Abstract
Auditory brainstem responses (ABRs) and auditory middle-latency responses (AMLRs) to a click stimulus were measured in about 100 subjects. Of interest were the sex differences in those auditory evoked potentials (AEPs), the correlations between the various AEP measures, and the correlations between the AEP measures and measures of otoacoustic emissions (OAEs) and behavioral performance also measured on the same subjects. Also of interest was how the menstrual cycle affected the various AEP measures. Most ABR measures and several AMLR measures exhibited sex differences, and many of the former were substantial. The sex differences tended to be larger for latency than for amplitude of the waves, and they tended to be larger for a weak click stimulus than for a strong click. The largest sex difference was for Wave-V latency (effect size ~1.2). When subjects were dichotomized into Non-Whites and Whites, the race differences in AEPs were small within sex. However, sex and race interacted so that the sex differences often were larger for the White subjects than for the Non-White subjects, particularly for the latency measures. Contrary to the literature, no AEP measures differed markedly across the menstrual cycle.
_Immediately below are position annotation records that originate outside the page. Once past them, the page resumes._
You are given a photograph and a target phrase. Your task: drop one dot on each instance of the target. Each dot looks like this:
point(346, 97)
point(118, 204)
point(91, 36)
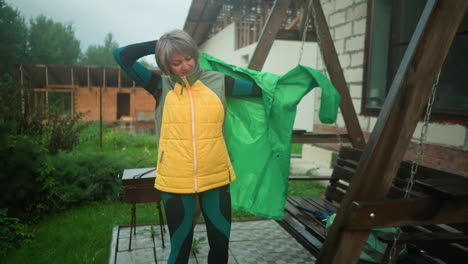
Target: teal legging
point(215, 205)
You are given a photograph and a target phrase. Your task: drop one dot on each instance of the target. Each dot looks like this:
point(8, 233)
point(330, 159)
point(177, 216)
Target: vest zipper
point(160, 158)
point(193, 134)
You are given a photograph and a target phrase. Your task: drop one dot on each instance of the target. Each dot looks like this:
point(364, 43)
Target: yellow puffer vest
point(192, 154)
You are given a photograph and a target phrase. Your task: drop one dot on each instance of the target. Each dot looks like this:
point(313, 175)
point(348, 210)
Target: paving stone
point(137, 243)
point(263, 241)
point(263, 247)
point(291, 257)
point(139, 256)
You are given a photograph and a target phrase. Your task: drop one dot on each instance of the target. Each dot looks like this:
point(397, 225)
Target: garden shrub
point(89, 176)
point(25, 183)
point(12, 232)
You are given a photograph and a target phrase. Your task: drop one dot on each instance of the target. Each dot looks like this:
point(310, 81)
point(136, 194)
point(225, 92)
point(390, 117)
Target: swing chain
point(417, 160)
point(304, 33)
Correlations between various AEP measures, and between AEP and OAE measures, were small and showed no consistent patterns across sex or race categories. Performance on seven common psychoacoustical tasks was only weakly correlated with individual AEP measures (just as was true for the OAEs also measured on these subjects). AMLR Wave Pa unexpectedly did not show the decrease in latency and increase in amplitude typically observed for AEPs when click level was varied from 40 to 70 dB nHL (normal Hearing Level). For the majority of the measures, the variability of the distribution of scores was greater for the males than for the females.
Highlights
This is the third and final report on a large-scale study designed with several goals
otoacoustic emissions (OAEs) and auditory evoked potentials (AEPs) were measured in both ears, but only the right-ear data were used for the analyses reported here
Sex differences were more numerous and larger for the latency measures than for the amplitude measures and this was true for both Auditory brainstem responses (ABRs) and ABR measure Wave I latency, 70 dB
Summary
This is the third and final report on a large-scale study designed with several goals. Multiple crews of young-adult listeners were tested behaviorally and physiologically for several weeks each. More than three years were required to test all the crews. In [2], we reported on sex, race, and menstrual-cycle differences in various types of otoacoustic emissions (OAEs) and on the correlations between those OAEs and performance on the seven psychoacoustical tasks discussed in the first paper. Those correlations were small; that is, the individual differences in OAEs did not co-vary strongly with the individual differences in psychoacoustical performance [2]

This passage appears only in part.